ラサ市内にある大昭寺はチベットに建立された最初の仏教寺院です。五体投地の礼拝を行いながらラサの大昭寺をめざした巡礼者がお参りをしている姿です.。『秘境』の現実の中で至高の教えは消滅することなく荒涼と豊穣が同居し何もないがすべてがある世界、繰り返し行われる五体投地の礼拝は,『己の存在を徹底的に無化させる』事を意味し礼拝の対象である仏の世界には『あらゆる者を救済へと導く知恵』が準備されているとされ今なお生きた神話が息づいています。

インドに生まれチベットに伝えられた 『タンカ』 はチベット仏教の掛け軸のことです。主にチベットで作られているものが多いのですがモンゴルや中国での製作されいるものもあります。タンカは元々僧侶が人々に仏教の教育や釈迦の伝記を教える為につくられ、持ち運びできるようにされていると言われています。タンカには壁画、刺繍、アップリケ、織物、版画、宝石画などがあります。刺繍タンカは、修業中の僧が一針一針心をこめて刺繍と言われています。特に金糸をたくさん用いられているものはきらびやかで神々しく輝きを放っています。チベットタンカは、バター灯を燈すため独特の香りが付いて寺院に居る様な気持ちにしてくれます。チベット人は、親類や大切な人が亡くなり四十九日法要時、占星術師に告げられた尊格をタンカに描く習慣もあります。在家信者でなくても刺繍タンカに惹かれて飾ることにより心の落ち着きを得る事も出来ると思います。
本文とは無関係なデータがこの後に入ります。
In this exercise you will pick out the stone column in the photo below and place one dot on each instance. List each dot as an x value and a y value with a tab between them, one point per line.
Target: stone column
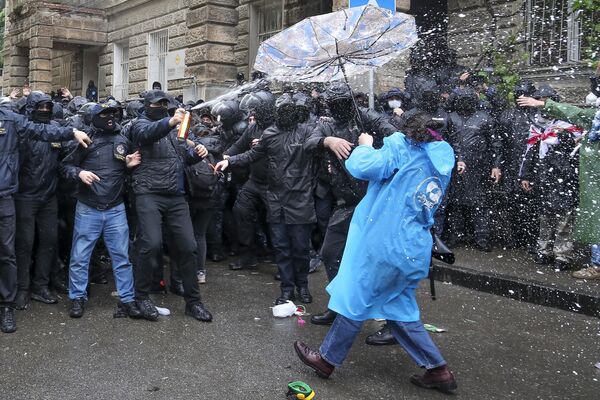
210	41
40	58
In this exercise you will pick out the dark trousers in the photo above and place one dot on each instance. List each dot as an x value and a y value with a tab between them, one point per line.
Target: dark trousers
201	217
251	199
8	260
292	247
153	212
41	217
335	240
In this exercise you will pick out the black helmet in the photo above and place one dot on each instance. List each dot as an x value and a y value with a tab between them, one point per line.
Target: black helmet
337	91
133	109
524	88
75	104
227	111
261	104
85	111
546	91
286	114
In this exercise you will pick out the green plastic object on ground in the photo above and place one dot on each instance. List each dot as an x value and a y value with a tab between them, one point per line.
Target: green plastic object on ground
299	390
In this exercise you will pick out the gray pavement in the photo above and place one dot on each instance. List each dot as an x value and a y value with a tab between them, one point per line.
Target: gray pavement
498	348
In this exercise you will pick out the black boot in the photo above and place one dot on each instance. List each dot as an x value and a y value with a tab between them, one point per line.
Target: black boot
77	308
199	312
44	295
285	296
325	318
382	337
22	300
7	320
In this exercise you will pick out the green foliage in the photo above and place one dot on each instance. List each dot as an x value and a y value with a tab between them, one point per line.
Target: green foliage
590	19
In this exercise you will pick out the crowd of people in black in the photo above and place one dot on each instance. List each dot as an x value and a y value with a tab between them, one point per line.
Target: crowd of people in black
261	175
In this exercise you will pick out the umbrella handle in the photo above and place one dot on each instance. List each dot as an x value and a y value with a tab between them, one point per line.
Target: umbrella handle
358	117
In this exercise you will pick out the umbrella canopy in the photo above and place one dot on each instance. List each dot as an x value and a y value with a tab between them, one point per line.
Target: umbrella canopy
336	45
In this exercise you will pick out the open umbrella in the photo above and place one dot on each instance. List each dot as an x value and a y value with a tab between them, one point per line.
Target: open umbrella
337	45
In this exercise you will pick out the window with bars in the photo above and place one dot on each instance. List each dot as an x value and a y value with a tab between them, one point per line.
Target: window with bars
270	19
121	71
158	47
555	34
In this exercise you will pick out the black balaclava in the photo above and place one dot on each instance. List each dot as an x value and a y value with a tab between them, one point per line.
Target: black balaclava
285	112
105	122
43	117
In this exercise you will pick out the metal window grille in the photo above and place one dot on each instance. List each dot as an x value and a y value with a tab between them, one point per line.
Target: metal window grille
121	91
554	32
157	58
270	20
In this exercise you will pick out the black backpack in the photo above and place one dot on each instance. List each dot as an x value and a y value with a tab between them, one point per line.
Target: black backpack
202	180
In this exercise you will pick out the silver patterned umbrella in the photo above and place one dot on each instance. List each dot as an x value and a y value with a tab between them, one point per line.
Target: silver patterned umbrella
337	45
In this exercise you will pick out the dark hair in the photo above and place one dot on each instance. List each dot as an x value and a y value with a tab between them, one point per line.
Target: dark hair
417	127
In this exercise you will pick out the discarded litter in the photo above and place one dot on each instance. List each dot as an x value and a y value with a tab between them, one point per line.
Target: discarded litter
434	329
163	311
288	309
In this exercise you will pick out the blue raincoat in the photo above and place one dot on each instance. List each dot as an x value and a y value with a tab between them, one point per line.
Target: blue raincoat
388	250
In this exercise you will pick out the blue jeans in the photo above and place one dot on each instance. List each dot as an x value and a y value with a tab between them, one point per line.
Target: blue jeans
412	336
596	255
90	224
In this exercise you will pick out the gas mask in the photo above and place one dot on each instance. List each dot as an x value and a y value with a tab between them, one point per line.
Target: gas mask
43	117
104	122
341	109
394	104
286	116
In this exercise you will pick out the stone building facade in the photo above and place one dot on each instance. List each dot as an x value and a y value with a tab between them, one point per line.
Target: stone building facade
197	47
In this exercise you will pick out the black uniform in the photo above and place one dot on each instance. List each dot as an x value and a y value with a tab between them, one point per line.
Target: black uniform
159	188
14	127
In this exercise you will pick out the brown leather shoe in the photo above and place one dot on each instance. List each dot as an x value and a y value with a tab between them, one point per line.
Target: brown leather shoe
313	359
438	378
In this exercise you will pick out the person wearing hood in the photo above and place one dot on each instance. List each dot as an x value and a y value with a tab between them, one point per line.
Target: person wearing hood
252	197
395	102
91	92
159	187
15	128
288	148
550	170
100	171
334	183
231	126
36	208
388	250
512	128
472	135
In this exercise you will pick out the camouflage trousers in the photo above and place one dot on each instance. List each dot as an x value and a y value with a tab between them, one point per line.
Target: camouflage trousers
555	238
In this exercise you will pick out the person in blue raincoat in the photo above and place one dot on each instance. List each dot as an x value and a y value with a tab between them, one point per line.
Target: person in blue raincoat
388	250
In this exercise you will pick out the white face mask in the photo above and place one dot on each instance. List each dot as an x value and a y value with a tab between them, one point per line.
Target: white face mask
395	104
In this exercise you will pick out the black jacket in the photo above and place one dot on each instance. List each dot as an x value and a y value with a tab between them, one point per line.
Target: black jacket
258	169
513	130
13	128
475	142
331	172
163	157
289	156
105	157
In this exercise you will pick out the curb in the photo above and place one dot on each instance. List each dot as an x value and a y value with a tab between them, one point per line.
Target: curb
514	288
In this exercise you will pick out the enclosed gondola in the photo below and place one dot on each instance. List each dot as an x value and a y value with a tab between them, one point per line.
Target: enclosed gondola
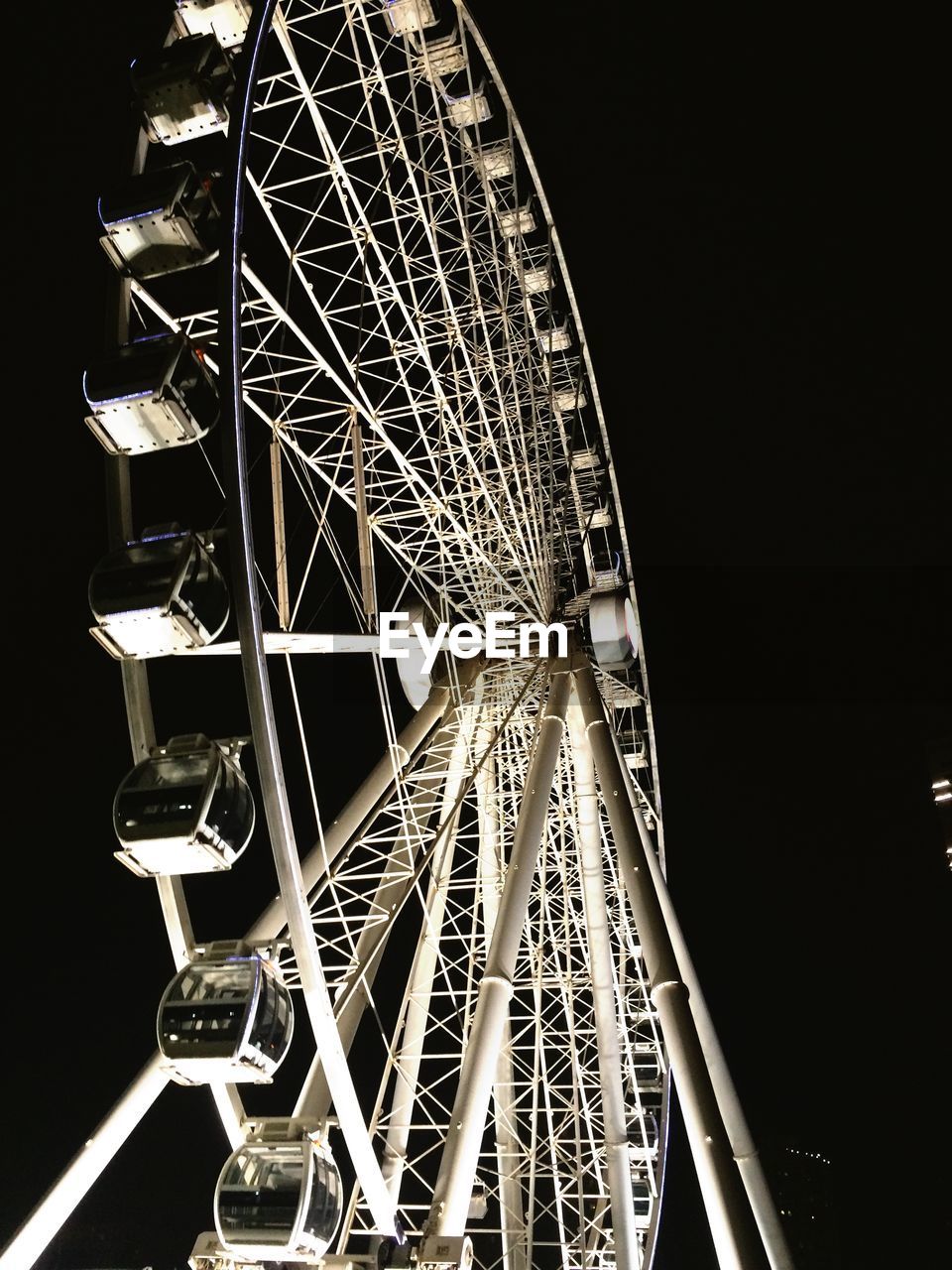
185	810
160	221
278	1201
226	1017
157	595
149	395
184	89
225	19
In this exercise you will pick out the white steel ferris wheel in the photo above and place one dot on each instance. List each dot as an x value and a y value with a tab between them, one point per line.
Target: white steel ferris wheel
345	320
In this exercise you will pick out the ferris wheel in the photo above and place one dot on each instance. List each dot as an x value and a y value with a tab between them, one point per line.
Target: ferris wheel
350	412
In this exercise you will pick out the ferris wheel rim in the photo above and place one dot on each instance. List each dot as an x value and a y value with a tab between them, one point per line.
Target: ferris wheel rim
253	643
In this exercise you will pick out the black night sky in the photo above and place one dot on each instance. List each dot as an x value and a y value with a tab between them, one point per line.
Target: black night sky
754	216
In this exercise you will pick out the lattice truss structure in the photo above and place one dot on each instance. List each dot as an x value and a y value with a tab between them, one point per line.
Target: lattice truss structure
420	887
426	425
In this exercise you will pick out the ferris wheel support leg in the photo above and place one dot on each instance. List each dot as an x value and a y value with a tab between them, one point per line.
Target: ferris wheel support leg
75	1182
610	1065
457	1170
416	1006
730	1219
733	1114
439	769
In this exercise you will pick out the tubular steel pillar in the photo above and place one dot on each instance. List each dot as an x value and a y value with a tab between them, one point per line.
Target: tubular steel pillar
457	1169
509	1151
610	1069
731	1112
725	1199
445	766
79	1176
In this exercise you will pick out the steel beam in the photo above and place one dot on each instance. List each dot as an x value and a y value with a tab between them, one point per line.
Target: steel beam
742	1141
588	820
457	1170
61	1199
730	1220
日本仏教もチベット仏教もインドから始まって長い歴史を経てきた仏教の歴史の中で輝かしく彩られたチベットタンカの仏教美術の世界を堪能し現代社会のめまぐるしさで置き去りにされた人間本来の優しい心を取り戻し未来に向かう生きる力を届けてくれることでしょう。
転経器(てんきょうき)とも言われて、チベット仏教で用いられる仏具でマニ車、摩尼車です。チベット語でマニコロとよばれています。マニは如意宝珠でコロはチャクラの意味です。マニ車は円筒形で側面にはマントラが刻まれて内部にはロール状の経文が納められていて手に持って廻せる物や寺院などで設置されているものは数十センチから数メートルのものがありますが回転させると回転させた数だけ御経を唱えた功徳があると言われています。チベットの人々は歩きながらマニ車をまわしたり椅子に座って廻しながら語り合う姿を街のあちらこちらで目にすることが出来ました。祈りを感じることが出来ます。




今日でラサとお別れなので街の中をぐるぐる回りました。バルコンでは、現地お土産店の雰囲気ですが、小さな店には本物のチベット特産品・美術工芸品のすてきな物がたくさんありました。